J’ai sonné plusieurs fois. Personne ne répondait. J’ai tenté de pousser la grille mais elle était fermée. J’ai traversé l’avenue. Dans la partie de la maison que je pouvais apercevoir, derrière la balustrade, il n’y avait pas une lumière. J’ai redescendu le boulevard de Cimiez et suis entré dans la cabine téléphonique qui se trouve tout en bas au tournant, à la hauteur du Majestic. J’ai composé le numéro des Neal et j’ai laissé sonner, longtemps. Mais pas plus qu’à la grille, personne ne répondait. Alors, j’ai suivi de nouveau le boulevard jusqu’à la villa des Neal. La voiture était toujours là. Je ne sais pas pourquoi, j’ai essayé d’ouvrir, une à une, les portières, mais elles étaient fermées à clé. Le coffre arrière aussi. Puis j’ai secoué la grille dans l’espoir qu’elle céderait. En vain. J’ai donné des coups de pied dans la voiture et dans la grille, mais je n’avais de prise sur rien. Tout se refermait devant moi, je ne trouvais pas la moindre fissure où me glisser, le moindre contact, tout était verrouillé, irrémédiablement.
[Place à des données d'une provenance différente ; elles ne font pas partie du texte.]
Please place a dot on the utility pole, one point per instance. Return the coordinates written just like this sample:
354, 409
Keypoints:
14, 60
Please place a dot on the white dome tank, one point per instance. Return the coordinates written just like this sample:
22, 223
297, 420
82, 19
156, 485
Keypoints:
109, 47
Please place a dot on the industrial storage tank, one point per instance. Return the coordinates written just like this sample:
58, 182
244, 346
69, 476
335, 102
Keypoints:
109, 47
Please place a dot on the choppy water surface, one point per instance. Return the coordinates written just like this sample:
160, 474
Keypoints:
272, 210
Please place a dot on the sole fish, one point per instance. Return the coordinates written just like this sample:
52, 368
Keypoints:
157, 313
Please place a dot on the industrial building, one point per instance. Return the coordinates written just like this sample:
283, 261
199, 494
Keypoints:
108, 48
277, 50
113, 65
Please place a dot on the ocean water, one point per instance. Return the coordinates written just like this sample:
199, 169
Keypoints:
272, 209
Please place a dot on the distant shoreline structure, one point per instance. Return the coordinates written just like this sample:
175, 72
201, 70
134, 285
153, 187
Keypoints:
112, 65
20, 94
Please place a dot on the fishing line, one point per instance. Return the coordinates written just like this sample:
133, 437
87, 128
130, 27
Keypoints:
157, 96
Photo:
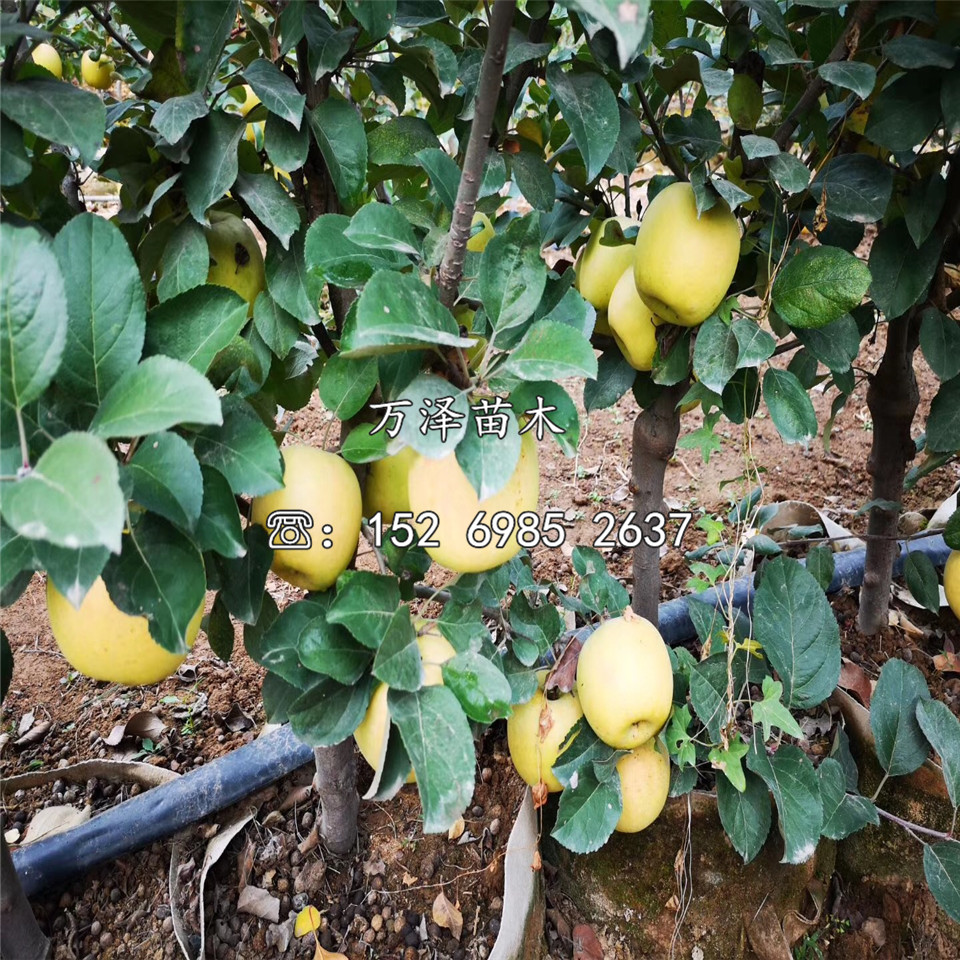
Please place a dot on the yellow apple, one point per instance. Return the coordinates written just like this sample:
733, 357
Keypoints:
601, 264
631, 323
625, 681
536, 731
386, 489
478, 241
683, 264
104, 643
235, 258
372, 733
442, 487
45, 55
325, 487
250, 100
96, 73
644, 785
951, 582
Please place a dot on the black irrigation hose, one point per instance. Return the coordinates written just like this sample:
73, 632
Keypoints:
163, 810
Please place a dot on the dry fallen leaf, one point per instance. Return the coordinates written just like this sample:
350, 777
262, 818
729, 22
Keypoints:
308, 921
586, 946
446, 915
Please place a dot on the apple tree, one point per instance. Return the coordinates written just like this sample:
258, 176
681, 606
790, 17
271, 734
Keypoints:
372, 146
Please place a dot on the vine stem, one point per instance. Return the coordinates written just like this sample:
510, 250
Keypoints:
488, 87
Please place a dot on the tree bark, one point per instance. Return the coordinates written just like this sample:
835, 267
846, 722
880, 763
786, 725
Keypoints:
335, 783
20, 936
892, 398
655, 433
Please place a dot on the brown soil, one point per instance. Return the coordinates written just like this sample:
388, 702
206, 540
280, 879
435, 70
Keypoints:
121, 910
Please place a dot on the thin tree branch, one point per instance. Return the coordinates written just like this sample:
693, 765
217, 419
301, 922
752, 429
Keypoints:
488, 90
845, 47
104, 20
666, 153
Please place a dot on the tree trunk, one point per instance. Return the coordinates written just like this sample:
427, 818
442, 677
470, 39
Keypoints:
892, 398
20, 936
335, 783
655, 433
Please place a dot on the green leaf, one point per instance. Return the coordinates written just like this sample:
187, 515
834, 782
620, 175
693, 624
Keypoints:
770, 712
627, 24
397, 311
242, 449
791, 173
338, 130
745, 814
901, 273
819, 285
186, 261
795, 625
551, 351
277, 91
15, 165
857, 187
366, 604
398, 662
278, 329
614, 378
202, 30
158, 393
437, 737
270, 204
332, 257
901, 745
912, 52
33, 309
397, 142
921, 577
481, 688
943, 424
790, 407
166, 478
858, 77
59, 112
795, 787
590, 108
158, 575
195, 326
174, 116
906, 111
941, 867
289, 283
71, 497
513, 275
942, 729
588, 813
424, 393
380, 226
715, 354
329, 712
213, 162
218, 528
843, 813
329, 649
534, 179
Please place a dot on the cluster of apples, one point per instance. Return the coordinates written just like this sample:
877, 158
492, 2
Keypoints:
677, 270
624, 691
96, 73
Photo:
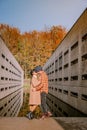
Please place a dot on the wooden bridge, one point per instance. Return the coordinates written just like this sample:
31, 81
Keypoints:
22, 123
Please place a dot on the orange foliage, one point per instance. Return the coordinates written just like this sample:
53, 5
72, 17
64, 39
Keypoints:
33, 48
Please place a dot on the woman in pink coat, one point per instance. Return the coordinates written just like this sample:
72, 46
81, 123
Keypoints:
34, 98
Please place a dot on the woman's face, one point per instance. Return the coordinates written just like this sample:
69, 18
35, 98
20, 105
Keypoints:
34, 73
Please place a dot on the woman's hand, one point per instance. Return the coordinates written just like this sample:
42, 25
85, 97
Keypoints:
33, 89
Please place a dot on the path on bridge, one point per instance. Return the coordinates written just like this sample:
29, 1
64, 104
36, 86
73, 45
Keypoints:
56, 123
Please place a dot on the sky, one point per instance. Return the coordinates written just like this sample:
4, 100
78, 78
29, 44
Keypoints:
29, 15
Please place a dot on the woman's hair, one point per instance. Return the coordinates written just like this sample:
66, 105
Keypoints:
38, 68
31, 72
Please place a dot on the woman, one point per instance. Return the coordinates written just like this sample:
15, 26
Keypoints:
34, 98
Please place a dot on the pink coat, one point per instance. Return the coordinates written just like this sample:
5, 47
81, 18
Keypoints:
34, 98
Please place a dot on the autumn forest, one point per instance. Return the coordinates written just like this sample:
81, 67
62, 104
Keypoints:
32, 48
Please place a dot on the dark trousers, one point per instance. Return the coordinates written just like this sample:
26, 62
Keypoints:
44, 106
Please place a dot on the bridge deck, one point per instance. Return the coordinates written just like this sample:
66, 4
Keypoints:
22, 123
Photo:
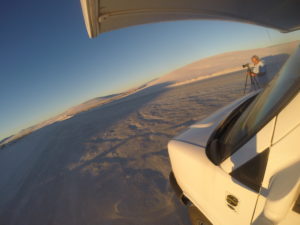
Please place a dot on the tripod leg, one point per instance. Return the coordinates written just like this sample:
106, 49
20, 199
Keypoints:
246, 83
257, 83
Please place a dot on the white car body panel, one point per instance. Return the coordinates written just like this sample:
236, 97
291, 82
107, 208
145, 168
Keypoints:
207, 185
106, 15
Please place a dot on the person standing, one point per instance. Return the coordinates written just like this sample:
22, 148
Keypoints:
259, 71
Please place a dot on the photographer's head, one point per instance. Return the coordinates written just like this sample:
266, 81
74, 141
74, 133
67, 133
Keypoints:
255, 59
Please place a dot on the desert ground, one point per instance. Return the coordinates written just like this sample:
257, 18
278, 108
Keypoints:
109, 165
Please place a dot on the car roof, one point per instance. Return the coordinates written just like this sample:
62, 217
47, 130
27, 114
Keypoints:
105, 15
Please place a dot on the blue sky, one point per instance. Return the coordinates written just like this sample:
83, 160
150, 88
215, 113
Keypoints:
48, 63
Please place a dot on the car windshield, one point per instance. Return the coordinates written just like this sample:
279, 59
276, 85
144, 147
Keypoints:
277, 94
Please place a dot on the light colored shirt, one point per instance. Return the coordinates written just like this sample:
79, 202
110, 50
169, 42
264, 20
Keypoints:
259, 68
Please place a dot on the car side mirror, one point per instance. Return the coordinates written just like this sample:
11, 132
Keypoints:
213, 152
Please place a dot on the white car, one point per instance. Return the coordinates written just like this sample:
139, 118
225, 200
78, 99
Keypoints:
242, 164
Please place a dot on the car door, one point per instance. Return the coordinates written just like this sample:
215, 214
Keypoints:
237, 182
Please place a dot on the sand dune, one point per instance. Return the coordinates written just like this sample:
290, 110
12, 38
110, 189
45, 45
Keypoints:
108, 165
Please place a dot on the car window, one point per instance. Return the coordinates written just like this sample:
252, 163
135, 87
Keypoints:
277, 94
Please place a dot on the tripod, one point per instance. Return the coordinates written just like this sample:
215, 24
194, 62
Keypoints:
253, 81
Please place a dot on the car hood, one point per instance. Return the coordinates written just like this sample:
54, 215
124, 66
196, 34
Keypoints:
199, 133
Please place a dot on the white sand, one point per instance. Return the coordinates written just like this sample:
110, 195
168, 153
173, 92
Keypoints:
108, 165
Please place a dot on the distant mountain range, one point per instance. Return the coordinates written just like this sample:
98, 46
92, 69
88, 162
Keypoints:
201, 69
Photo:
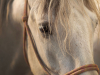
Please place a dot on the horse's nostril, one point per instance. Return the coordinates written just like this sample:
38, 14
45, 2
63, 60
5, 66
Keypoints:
44, 24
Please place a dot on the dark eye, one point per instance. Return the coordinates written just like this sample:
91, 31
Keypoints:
44, 28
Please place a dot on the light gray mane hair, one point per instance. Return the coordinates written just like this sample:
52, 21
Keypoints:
60, 7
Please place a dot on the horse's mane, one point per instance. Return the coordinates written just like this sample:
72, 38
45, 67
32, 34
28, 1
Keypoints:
4, 4
60, 5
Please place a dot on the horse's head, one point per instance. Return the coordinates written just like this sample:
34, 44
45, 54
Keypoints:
63, 33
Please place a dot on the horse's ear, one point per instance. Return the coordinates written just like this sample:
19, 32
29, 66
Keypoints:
87, 4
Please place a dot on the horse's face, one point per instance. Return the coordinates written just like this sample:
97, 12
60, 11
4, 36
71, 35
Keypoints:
62, 50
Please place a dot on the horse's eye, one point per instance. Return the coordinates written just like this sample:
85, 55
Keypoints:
44, 28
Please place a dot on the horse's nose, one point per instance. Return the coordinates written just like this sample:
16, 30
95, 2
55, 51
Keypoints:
44, 27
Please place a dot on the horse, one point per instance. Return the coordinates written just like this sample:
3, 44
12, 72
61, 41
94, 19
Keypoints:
11, 55
60, 34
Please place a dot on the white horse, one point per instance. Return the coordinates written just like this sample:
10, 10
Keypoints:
63, 31
11, 47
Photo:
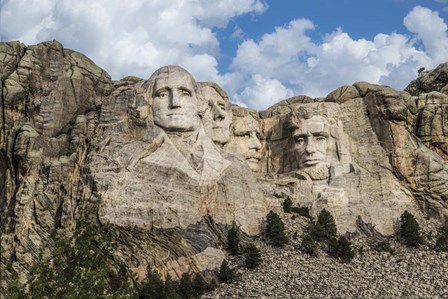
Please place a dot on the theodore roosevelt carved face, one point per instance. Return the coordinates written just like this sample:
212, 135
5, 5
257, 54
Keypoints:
175, 103
311, 142
246, 141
Comme cette ville où je marchais jusqu’à la pension Sainte-Anne. Rues mortes. De rares voitures passaient et je les fouillais du regard les unes après les autres, mais ce n’était jamais la voiture des Neal. On aurait cru qu’elles étaient vides. Je longeais le jardin d’Alsace-Lorraine, et j’en ai remarqué une, noire et de la taille de celle des Neal, arrêtée au coin du boulevard Gambetta. Son moteur tournait. Puis il s’est éteint. Je me suis approché mais je ne voyais rien à travers les vitres opaques. Je me suis baissé et j’ai presque collé mon front au pare-brise. Sur la banquette avant une femme blonde qui se tenait de biais, le buste appuyé au volant, tournait le dos à un homme qui tentait de se plaquer contre elle. Elle avait l’air de se débattre. Je m’éloignais déjà, lorsqu’une tête est apparue par la vitre baissée, un homme aux cheveux bruns ramenés en arrière :

— Ça t’intéresse, voyeur ?

Puis un rire strident de femme, dont il me semblait entendre l’écho tout le long de la rue Caffarelli.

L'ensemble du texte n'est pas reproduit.